Katherine Anne Porter Papers

 Collection
Identifier: MSS.0786

  • Staff Only

Scope and Content Note

This collection consists of nine typed letters (signed, several with hand-written insertions/corrections and postscripts), three autograph notes (signed), five dictated autograph letters (three signed with initials) from Katherine Anne Porter to a bookselling couple, Vearl and Linda Moody, between 1974 and 1978. In total, there are 17 letters and associated matter.

The correspondence primarily focuses on business transactions and the exchange of autographed editions. Often, however, Porter’s letters contain personal opinions or they address personal matters. She discusses topics ranging from her genuine interest in the well-being of the Moody’s Magic Lantern Bookstore to the nature of modern readership. The letters especially illuminate her final years after her stroke in 1978 as her health weakens and her assistant, Bill Wilkins, takes up her correspondence.

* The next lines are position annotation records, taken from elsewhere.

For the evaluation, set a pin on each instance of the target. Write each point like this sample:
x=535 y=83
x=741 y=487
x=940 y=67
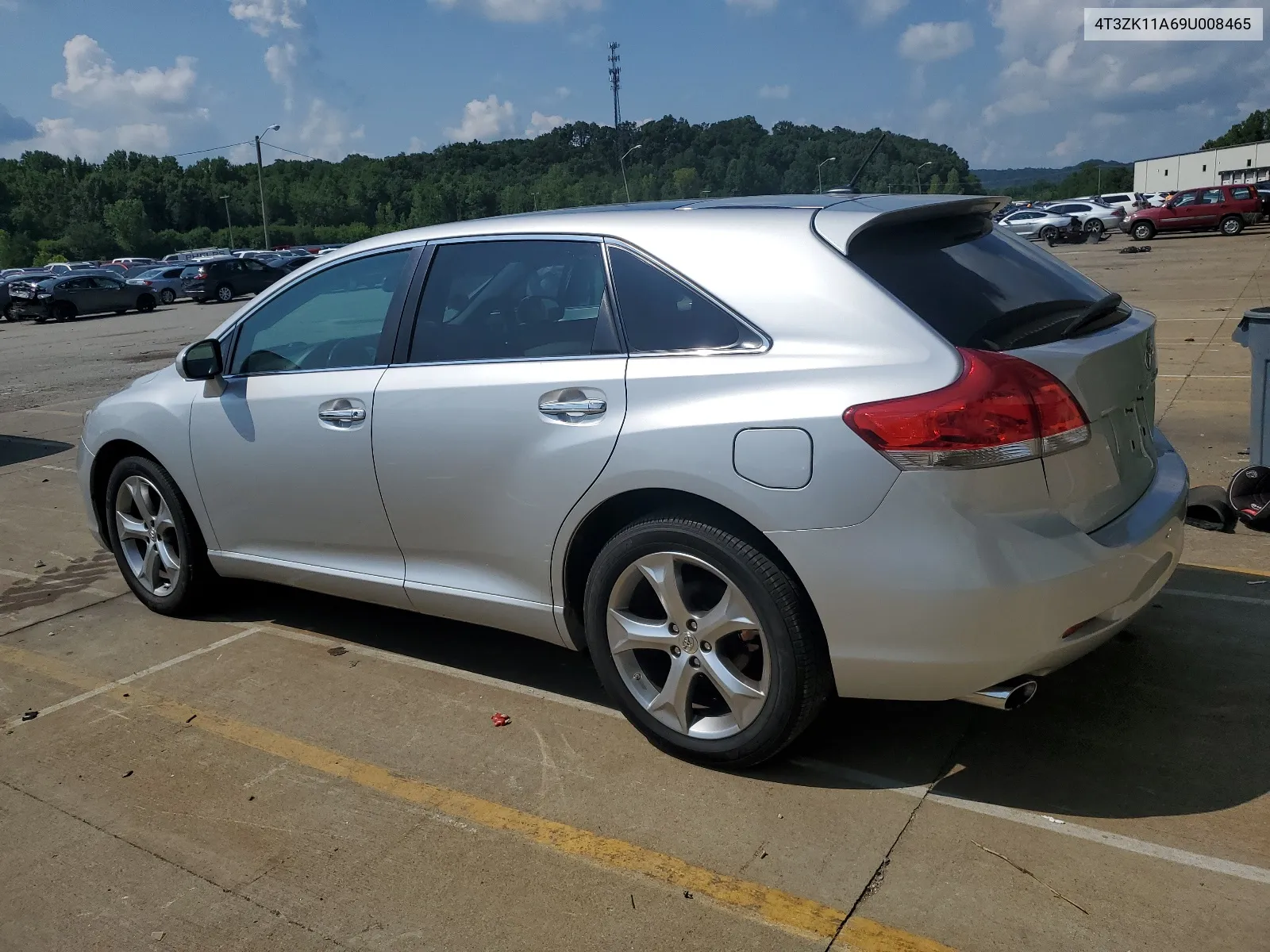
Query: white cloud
x=267 y=16
x=927 y=42
x=283 y=61
x=873 y=12
x=67 y=139
x=540 y=124
x=484 y=120
x=92 y=80
x=327 y=132
x=521 y=10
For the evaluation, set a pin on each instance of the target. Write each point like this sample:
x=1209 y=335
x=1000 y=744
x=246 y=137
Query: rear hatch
x=984 y=289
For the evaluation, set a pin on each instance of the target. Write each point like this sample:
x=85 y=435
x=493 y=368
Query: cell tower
x=615 y=79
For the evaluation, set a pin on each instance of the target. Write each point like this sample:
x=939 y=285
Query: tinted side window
x=333 y=319
x=506 y=300
x=660 y=313
x=975 y=285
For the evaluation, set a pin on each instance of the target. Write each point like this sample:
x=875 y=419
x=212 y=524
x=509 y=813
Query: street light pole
x=229 y=220
x=260 y=177
x=918 y=175
x=622 y=163
x=819 y=178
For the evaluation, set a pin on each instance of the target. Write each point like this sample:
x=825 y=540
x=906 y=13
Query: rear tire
x=749 y=685
x=1232 y=225
x=156 y=539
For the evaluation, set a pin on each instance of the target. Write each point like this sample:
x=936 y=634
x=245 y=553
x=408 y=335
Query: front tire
x=1232 y=225
x=156 y=539
x=704 y=641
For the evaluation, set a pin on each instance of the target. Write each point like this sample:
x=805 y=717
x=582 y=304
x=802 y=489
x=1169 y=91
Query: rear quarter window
x=976 y=285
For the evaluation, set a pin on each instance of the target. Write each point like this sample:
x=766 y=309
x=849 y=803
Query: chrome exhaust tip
x=1006 y=696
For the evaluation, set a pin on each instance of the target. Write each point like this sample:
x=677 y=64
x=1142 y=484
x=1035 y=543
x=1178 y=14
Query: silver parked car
x=163 y=281
x=749 y=454
x=1094 y=216
x=1035 y=222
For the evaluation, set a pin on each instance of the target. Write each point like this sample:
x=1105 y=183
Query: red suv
x=1223 y=207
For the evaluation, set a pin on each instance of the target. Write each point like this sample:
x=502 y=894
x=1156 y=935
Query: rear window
x=976 y=285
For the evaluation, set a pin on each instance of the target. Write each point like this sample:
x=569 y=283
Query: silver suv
x=749 y=454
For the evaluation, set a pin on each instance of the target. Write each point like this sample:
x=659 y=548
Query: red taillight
x=1000 y=410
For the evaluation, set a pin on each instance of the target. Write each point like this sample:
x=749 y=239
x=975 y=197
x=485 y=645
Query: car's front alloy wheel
x=156 y=539
x=705 y=643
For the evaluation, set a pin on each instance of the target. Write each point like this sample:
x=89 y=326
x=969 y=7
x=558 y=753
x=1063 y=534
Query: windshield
x=976 y=285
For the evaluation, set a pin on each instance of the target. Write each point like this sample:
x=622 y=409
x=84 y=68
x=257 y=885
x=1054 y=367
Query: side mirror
x=201 y=361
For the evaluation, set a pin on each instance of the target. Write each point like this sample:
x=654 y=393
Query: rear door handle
x=579 y=408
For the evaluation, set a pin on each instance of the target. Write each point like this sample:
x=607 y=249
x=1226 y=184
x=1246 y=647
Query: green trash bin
x=1254 y=333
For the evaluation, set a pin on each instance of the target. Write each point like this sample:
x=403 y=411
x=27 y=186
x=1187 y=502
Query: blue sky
x=1006 y=83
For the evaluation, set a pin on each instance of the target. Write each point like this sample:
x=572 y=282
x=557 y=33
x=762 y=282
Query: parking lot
x=319 y=774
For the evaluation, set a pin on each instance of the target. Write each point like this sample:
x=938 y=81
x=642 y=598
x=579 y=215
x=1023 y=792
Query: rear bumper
x=927 y=601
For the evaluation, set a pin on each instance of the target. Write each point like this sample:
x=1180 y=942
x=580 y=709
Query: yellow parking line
x=770 y=905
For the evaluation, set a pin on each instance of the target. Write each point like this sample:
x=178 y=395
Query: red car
x=1223 y=207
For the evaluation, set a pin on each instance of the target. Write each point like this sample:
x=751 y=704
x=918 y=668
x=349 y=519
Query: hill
x=1001 y=178
x=149 y=205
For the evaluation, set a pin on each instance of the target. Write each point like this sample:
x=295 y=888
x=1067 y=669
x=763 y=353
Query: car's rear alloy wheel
x=704 y=641
x=156 y=539
x=1232 y=225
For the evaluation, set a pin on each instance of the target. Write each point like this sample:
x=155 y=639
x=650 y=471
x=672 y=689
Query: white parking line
x=444 y=670
x=1066 y=828
x=163 y=666
x=1217 y=597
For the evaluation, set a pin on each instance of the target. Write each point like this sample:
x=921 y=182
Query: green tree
x=1253 y=129
x=126 y=221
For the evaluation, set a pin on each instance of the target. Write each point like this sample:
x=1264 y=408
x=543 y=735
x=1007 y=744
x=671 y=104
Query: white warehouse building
x=1232 y=165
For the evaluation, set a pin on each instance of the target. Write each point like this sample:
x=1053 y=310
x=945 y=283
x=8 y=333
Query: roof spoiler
x=838 y=225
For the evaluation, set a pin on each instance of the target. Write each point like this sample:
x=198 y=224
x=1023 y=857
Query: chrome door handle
x=343 y=416
x=573 y=408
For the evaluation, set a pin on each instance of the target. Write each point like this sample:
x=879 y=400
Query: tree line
x=143 y=205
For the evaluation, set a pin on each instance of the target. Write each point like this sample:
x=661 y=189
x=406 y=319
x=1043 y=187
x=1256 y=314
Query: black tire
x=799 y=678
x=196 y=579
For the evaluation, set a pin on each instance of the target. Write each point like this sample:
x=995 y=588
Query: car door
x=505 y=410
x=112 y=295
x=1210 y=209
x=1179 y=213
x=256 y=276
x=283 y=447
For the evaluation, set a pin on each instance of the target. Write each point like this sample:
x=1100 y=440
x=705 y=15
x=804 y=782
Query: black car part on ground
x=1250 y=497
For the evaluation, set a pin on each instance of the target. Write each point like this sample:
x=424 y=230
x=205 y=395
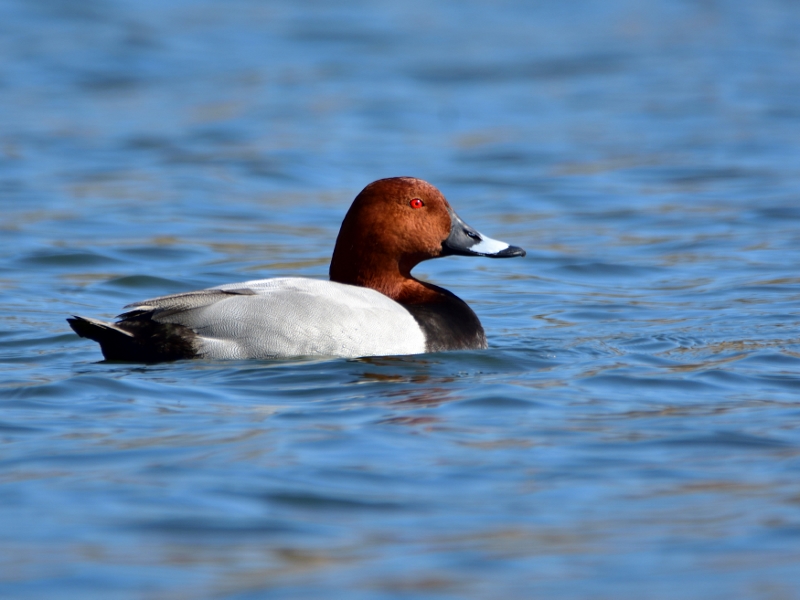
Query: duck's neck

Linda and Vearl “Gill” Moody operated Magic Lantern bookshop in Kosciusko, Mississippi until they moved to their home town in Johnson City, Tennessee in the early 1980s and opened a brick and mortar, Moody Books. During a phone conversation in 2013, Vearl said that he often wrote to authors like Henry Miller, Robert Penn Warren, and Katherine Anne Porter, all of whom were very willing to autograph books and provide manuscripts for The Magic Lantern. Vearl reflected that Porter in particular was “magnificent” in her charity to the store and was a pleasure to correspond with, as this set of letters displays. On the subject of the letters, Vearl remembers being surprised to hear that Porter was ill when her assistant took up writing, as Porter had been generous and forthcoming until the last. As a letter from her assistant Bill Wilkins verifies, Katherine became somewhat paranoid and resistant to her nursing. Vearl remembers she wrote once asking him to come and bring her to Mississippi because, as he put it, she was being “held prisoner.”

While Porter’s letters are mostly about particular signed editions of The Collected Essays and Occasional Writings of Katherine Anne Porter, three interesting letters concern an issue with her publisher and an auto-pen forgery of a limited edition of A Christmas Story allegedly signed by both Porter and the illustrator, Ben Shahn. She frantically writes with many corrections, “I am horrified...I never heard of a ‘limited edition’ and I never signed one that was already signed by Ben Shahn.” Much of the correspondence like this is very candid and reflective of her personal connection to Magic Lantern books. She says at one point, “I wish you to know and remember that I have a very personal and serious interest in you and your wife and your Magic Lantern Book Store.”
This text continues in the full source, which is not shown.